Christina K at Debut art

While stalking old High School classmates on Facebook and chatting with some friends, you get a notification in the bottom right corner saying you have a new friend request. With joy like a child on Christmas morning you immediately click the notice to see who is befriending you.

With intense momentum you wait as now, your Internet decides to go slowly. All you can hear is the pounding of your heart because the anticipation is killing you. Maybe it’s someone you just met recently that you thought was cute or perhaps someone who is your number one fan?

No. It’s your mom. Cue Psycho theme song. You can see the twins pedaling towards you from The Shining. To add or not to add?

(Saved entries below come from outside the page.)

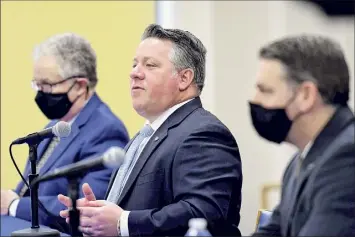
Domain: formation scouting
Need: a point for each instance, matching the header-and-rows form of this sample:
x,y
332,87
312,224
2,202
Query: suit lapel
x,y
80,121
143,158
340,120
158,137
113,176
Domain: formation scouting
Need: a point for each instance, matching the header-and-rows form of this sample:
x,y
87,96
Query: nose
x,y
136,73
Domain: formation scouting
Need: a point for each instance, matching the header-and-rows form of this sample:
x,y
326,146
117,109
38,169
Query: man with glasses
x,y
65,80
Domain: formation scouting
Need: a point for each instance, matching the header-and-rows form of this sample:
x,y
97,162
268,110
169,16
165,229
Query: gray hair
x,y
188,50
73,53
313,58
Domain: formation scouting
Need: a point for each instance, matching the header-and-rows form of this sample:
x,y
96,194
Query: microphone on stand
x,y
60,129
112,158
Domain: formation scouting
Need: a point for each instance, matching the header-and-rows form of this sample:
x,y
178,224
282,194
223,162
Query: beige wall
x,y
114,33
233,31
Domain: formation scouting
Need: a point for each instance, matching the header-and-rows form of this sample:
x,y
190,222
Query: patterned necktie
x,y
54,142
117,185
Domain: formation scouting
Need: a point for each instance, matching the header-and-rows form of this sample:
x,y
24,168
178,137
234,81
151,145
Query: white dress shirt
x,y
123,221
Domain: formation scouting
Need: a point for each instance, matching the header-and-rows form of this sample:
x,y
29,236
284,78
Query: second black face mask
x,y
271,124
53,106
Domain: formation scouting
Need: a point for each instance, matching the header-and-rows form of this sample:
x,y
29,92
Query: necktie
x,y
131,153
54,142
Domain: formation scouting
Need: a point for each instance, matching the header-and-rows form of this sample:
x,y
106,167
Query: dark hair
x,y
313,58
189,52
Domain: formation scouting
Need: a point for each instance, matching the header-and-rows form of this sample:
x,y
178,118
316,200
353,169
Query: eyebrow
x,y
144,59
42,80
262,87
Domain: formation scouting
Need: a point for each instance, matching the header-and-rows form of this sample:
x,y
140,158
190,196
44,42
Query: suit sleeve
x,y
206,170
95,145
333,206
273,227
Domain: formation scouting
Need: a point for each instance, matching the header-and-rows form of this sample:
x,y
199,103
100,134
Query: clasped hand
x,y
97,217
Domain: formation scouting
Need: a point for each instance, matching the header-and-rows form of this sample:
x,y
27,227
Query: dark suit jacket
x,y
321,201
190,168
94,131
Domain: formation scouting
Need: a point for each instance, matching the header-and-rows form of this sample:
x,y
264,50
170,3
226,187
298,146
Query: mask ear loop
x,y
292,99
78,95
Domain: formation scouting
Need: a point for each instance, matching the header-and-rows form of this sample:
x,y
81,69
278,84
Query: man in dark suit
x,y
65,80
186,163
302,95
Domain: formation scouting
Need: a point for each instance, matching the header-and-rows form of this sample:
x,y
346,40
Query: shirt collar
x,y
164,116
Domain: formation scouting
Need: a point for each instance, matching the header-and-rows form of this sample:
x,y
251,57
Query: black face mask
x,y
271,124
54,106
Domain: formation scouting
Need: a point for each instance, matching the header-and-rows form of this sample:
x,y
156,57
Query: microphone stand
x,y
35,229
74,213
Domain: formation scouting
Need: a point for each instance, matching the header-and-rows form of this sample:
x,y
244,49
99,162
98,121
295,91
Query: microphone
x,y
112,158
60,129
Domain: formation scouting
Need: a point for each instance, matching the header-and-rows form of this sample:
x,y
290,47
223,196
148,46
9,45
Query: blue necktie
x,y
131,153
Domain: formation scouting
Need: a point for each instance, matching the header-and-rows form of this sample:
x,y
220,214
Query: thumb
x,y
88,193
98,203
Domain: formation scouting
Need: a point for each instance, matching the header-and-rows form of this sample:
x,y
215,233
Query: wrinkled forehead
x,y
46,69
154,48
271,74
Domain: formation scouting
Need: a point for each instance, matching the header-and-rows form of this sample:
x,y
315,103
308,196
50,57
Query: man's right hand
x,y
82,202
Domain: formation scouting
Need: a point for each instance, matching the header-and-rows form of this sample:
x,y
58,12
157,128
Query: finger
x,y
88,193
64,213
87,211
85,221
64,200
98,203
86,230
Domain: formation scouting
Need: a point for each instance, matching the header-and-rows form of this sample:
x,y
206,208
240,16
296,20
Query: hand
x,y
88,196
100,218
7,196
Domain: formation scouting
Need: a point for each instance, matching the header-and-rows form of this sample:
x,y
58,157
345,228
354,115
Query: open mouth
x,y
137,88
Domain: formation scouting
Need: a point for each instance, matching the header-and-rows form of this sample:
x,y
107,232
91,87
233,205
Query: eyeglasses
x,y
47,87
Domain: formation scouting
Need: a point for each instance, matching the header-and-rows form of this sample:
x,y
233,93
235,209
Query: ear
x,y
185,79
308,96
82,84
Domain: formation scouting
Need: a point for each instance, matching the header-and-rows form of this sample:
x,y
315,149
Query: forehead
x,y
154,48
270,73
46,69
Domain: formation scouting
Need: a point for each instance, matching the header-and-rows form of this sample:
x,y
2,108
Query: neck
x,y
309,127
152,118
77,106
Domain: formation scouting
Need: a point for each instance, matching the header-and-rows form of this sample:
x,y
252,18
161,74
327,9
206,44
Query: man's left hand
x,y
100,218
7,196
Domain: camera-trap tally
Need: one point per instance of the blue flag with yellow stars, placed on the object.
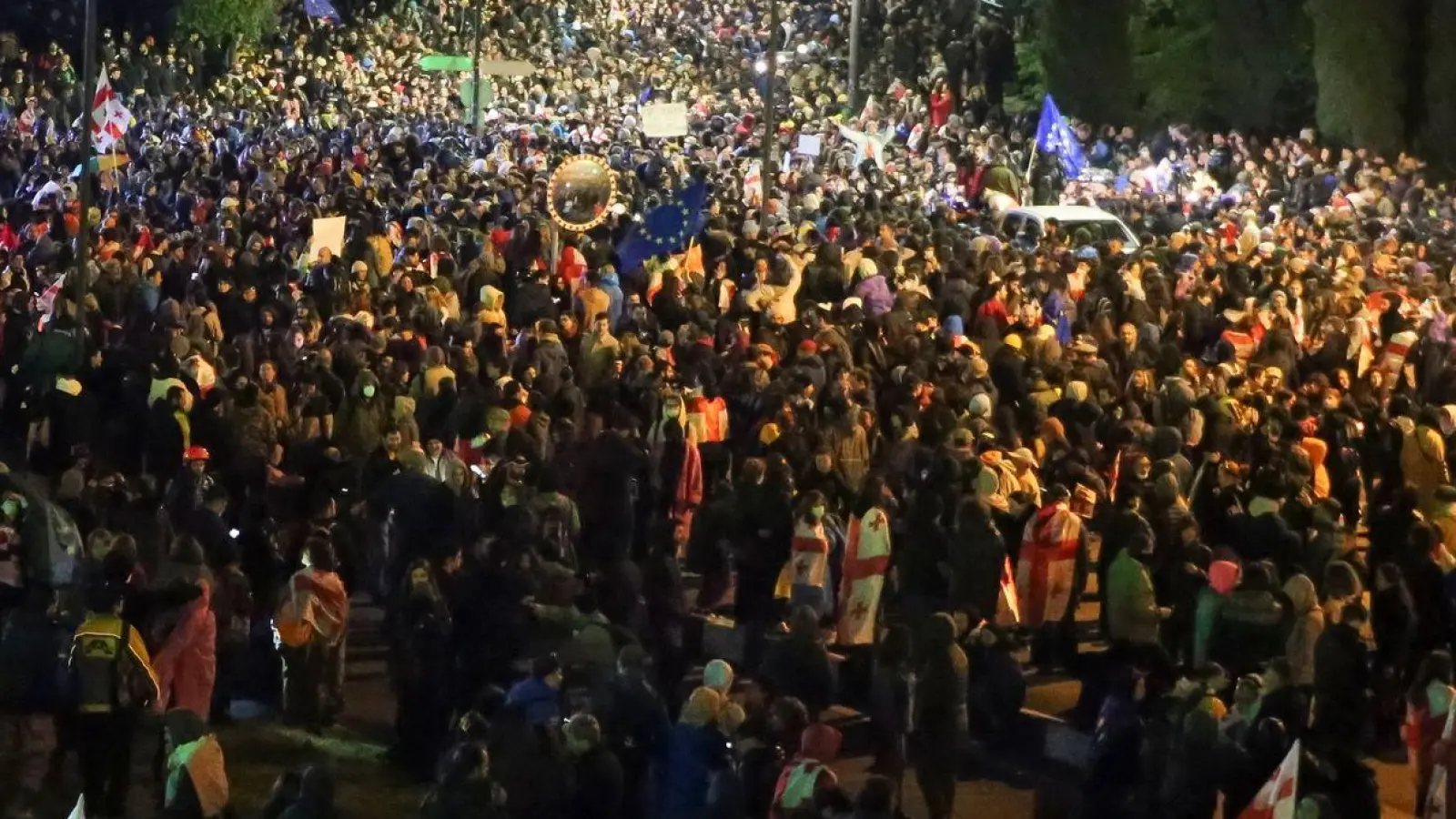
(666, 229)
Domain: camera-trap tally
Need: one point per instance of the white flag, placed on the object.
(109, 116)
(1279, 796)
(866, 146)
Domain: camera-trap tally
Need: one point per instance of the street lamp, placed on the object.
(87, 91)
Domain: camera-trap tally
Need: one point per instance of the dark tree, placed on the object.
(1360, 70)
(1087, 51)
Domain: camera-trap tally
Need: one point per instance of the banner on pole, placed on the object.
(328, 232)
(664, 120)
(1279, 797)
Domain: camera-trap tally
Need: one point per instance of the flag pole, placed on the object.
(87, 121)
(1031, 162)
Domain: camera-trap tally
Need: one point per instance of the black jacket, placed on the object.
(597, 785)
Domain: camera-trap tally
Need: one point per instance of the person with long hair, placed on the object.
(1427, 707)
(939, 724)
(808, 562)
(866, 561)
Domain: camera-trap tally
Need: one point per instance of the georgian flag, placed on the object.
(1436, 793)
(866, 146)
(1278, 799)
(109, 116)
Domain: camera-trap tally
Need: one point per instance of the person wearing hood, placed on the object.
(807, 774)
(602, 296)
(187, 662)
(315, 797)
(196, 768)
(941, 722)
(800, 665)
(1050, 573)
(421, 658)
(1133, 612)
(1309, 622)
(538, 697)
(1427, 704)
(1423, 460)
(601, 351)
(1251, 622)
(597, 778)
(364, 417)
(635, 720)
(684, 770)
(465, 789)
(1223, 579)
(1343, 680)
(491, 310)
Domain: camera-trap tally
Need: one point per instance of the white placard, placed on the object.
(664, 120)
(328, 232)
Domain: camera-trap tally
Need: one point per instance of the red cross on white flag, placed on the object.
(1279, 796)
(109, 116)
(1436, 793)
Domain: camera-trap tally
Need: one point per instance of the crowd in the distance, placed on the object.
(854, 405)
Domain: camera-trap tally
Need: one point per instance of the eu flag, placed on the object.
(319, 9)
(1055, 137)
(666, 229)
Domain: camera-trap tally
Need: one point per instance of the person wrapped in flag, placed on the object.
(1050, 573)
(810, 555)
(866, 561)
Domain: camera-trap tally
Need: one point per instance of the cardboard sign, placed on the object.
(506, 69)
(328, 232)
(488, 67)
(664, 120)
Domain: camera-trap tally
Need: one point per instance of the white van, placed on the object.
(1024, 225)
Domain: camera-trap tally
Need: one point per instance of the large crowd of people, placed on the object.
(637, 526)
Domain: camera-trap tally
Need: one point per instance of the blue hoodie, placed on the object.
(954, 325)
(613, 286)
(536, 700)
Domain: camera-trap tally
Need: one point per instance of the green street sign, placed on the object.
(444, 63)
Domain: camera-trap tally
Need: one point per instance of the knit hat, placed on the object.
(703, 707)
(1223, 576)
(718, 675)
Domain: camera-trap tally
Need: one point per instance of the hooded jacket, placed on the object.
(187, 663)
(197, 774)
(364, 417)
(1309, 622)
(1132, 611)
(810, 773)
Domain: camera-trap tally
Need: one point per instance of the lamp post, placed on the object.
(769, 128)
(854, 55)
(475, 72)
(87, 91)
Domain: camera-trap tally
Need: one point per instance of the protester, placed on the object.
(852, 373)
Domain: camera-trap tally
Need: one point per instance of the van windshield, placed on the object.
(1101, 229)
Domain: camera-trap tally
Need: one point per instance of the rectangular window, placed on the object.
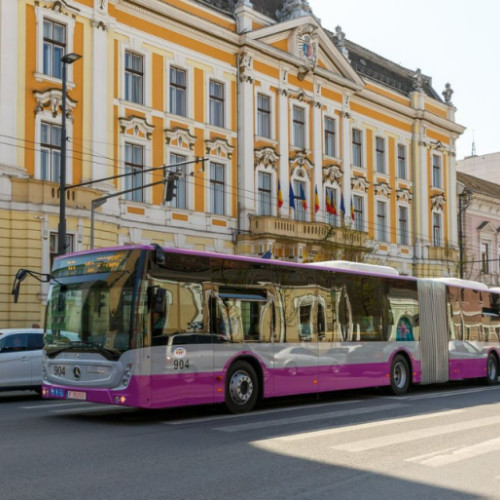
(331, 204)
(216, 103)
(180, 198)
(54, 47)
(381, 221)
(53, 246)
(436, 171)
(403, 226)
(50, 152)
(357, 145)
(265, 194)
(436, 230)
(402, 173)
(380, 154)
(263, 116)
(134, 78)
(299, 127)
(177, 91)
(134, 165)
(217, 189)
(485, 258)
(330, 149)
(299, 189)
(359, 221)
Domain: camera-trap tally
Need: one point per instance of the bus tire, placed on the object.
(491, 370)
(242, 387)
(400, 375)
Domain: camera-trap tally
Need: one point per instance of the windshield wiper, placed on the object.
(110, 354)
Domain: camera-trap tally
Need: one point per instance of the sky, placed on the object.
(455, 41)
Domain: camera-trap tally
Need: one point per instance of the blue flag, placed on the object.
(292, 197)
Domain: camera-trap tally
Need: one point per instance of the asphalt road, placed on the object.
(440, 442)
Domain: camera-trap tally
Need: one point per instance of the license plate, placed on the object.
(82, 396)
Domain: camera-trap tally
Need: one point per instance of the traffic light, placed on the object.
(171, 187)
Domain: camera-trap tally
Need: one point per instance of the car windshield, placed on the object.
(88, 310)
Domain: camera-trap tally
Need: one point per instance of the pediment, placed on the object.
(304, 40)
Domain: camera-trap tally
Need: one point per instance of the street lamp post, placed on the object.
(61, 236)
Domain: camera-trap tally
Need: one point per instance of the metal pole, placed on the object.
(61, 237)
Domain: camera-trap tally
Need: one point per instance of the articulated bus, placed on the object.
(149, 327)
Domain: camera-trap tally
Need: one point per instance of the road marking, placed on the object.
(257, 413)
(443, 394)
(308, 418)
(452, 455)
(52, 405)
(368, 425)
(407, 436)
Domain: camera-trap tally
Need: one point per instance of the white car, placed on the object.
(21, 359)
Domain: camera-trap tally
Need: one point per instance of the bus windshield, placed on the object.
(90, 303)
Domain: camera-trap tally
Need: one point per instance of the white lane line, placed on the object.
(452, 455)
(254, 414)
(368, 425)
(308, 418)
(405, 437)
(53, 405)
(411, 397)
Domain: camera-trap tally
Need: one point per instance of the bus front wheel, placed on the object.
(400, 375)
(242, 387)
(492, 370)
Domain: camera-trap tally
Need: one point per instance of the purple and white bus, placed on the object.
(149, 327)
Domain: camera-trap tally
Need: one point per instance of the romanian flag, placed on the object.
(303, 196)
(328, 204)
(332, 204)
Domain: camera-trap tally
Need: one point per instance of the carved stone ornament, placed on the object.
(300, 160)
(359, 184)
(266, 157)
(437, 202)
(332, 173)
(404, 195)
(219, 147)
(306, 39)
(136, 126)
(180, 137)
(245, 67)
(61, 6)
(447, 93)
(52, 99)
(382, 189)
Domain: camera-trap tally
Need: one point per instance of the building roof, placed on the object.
(479, 186)
(366, 63)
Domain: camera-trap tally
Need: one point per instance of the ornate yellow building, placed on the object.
(310, 147)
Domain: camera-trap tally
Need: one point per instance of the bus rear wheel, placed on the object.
(491, 370)
(242, 387)
(400, 375)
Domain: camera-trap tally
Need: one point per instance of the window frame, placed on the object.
(402, 161)
(129, 181)
(216, 104)
(264, 116)
(357, 147)
(128, 91)
(298, 127)
(217, 196)
(178, 89)
(330, 137)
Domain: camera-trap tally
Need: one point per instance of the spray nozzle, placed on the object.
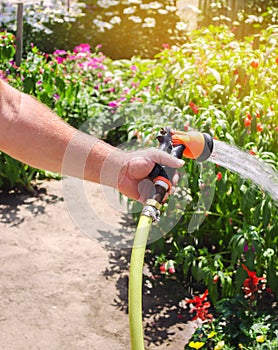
(198, 145)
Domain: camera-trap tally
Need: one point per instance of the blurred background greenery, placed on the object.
(135, 27)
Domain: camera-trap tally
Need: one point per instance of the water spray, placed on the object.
(193, 145)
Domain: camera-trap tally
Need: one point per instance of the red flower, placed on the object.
(251, 284)
(194, 107)
(219, 176)
(247, 122)
(200, 306)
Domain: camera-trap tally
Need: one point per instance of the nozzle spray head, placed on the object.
(198, 145)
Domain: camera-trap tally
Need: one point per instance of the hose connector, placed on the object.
(152, 209)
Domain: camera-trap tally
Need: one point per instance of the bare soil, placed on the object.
(61, 290)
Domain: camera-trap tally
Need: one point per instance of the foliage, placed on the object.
(212, 83)
(241, 322)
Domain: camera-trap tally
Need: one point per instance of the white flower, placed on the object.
(155, 5)
(149, 22)
(181, 26)
(171, 8)
(162, 11)
(135, 19)
(129, 10)
(107, 3)
(115, 20)
(102, 25)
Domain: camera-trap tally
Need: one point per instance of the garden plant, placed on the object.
(212, 83)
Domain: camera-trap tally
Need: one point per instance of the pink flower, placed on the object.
(60, 52)
(194, 107)
(219, 176)
(84, 48)
(113, 104)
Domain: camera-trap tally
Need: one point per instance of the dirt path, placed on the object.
(60, 289)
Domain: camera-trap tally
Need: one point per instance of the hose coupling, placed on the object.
(152, 209)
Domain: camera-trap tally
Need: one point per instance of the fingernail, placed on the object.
(181, 162)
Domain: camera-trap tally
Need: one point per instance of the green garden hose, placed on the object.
(191, 145)
(135, 282)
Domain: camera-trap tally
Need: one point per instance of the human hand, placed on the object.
(136, 168)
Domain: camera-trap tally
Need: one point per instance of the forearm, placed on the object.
(33, 134)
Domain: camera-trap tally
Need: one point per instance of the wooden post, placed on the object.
(19, 34)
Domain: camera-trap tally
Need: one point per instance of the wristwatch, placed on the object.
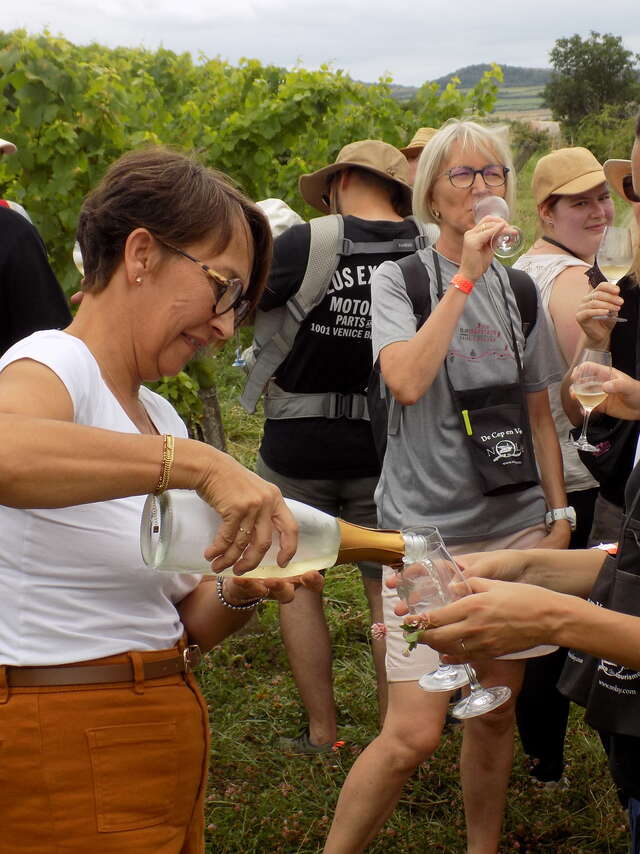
(557, 513)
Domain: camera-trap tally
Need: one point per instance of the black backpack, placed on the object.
(380, 402)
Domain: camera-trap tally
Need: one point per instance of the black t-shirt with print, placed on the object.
(331, 353)
(30, 296)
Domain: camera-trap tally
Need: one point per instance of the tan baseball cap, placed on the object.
(620, 178)
(566, 172)
(420, 139)
(371, 154)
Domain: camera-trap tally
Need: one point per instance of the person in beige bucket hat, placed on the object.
(566, 172)
(415, 148)
(318, 446)
(372, 156)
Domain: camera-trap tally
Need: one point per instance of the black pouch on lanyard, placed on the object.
(495, 421)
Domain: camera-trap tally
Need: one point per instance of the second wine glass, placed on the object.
(591, 372)
(615, 256)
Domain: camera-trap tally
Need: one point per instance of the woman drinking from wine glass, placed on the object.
(108, 741)
(603, 670)
(468, 388)
(574, 209)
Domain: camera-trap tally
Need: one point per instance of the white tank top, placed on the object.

You begrudgingly accept after quickly reviewing your profile to make sure there is nothing lewd. Looking at her profile just raises your stress level. Status updates are actually attempted comments to other friends, pictures are saved images from Google of kittens and Disney Princesses because she doesn’t know how to upload pictures. Cowering at her activities and interests, you wonder who this person is and why she shared her interest for trashy romance novels and Jon Bon Jovi.

Parents, grandparents, relatives, your dentist, you name it, are quickly adapting to our lifestyles. There was a time when parents knew their place in the world: going to work, cooking dinner, helping with homework, and tucking us in at night…parent things.

Now Dad is text messaging you—using phrases like LOL and WTF—Mom is singing loudly to Beyonce and watching The Hills.

They are quietly studying your social networking sights which you don’t believe they know how to do until one night at dinner Mom slips something about Rum and how much you like it; something she wouldn’t know had she not seen a picture of you kissing a bottle of Bacardi.

They are talking about celebrities because they saw that Scarley Johannes and Justy Timberwood on Oprah and now feel they know everything about them; yet can never get their names right.

Television program blocking should come for parents too. Stick to the View; MTV is for a 15- year-old girl plastering Zac Effron posters on her walls.

Saying things like “WTF,” is not okay, no matter what. If anything, you should be trying to speak grammatically correct to teach your offspring that language is not okay. Your 24 year old son needs to stop saying "LOL" while conversing with other adults as well.

They are here to stay, on the Internet that is. Just be sure to hide your Teen Vogue and Seventeen subscriptions; I'd hate to see someone over the age of 40 try out ripped skinny jeans and slouchy beanies.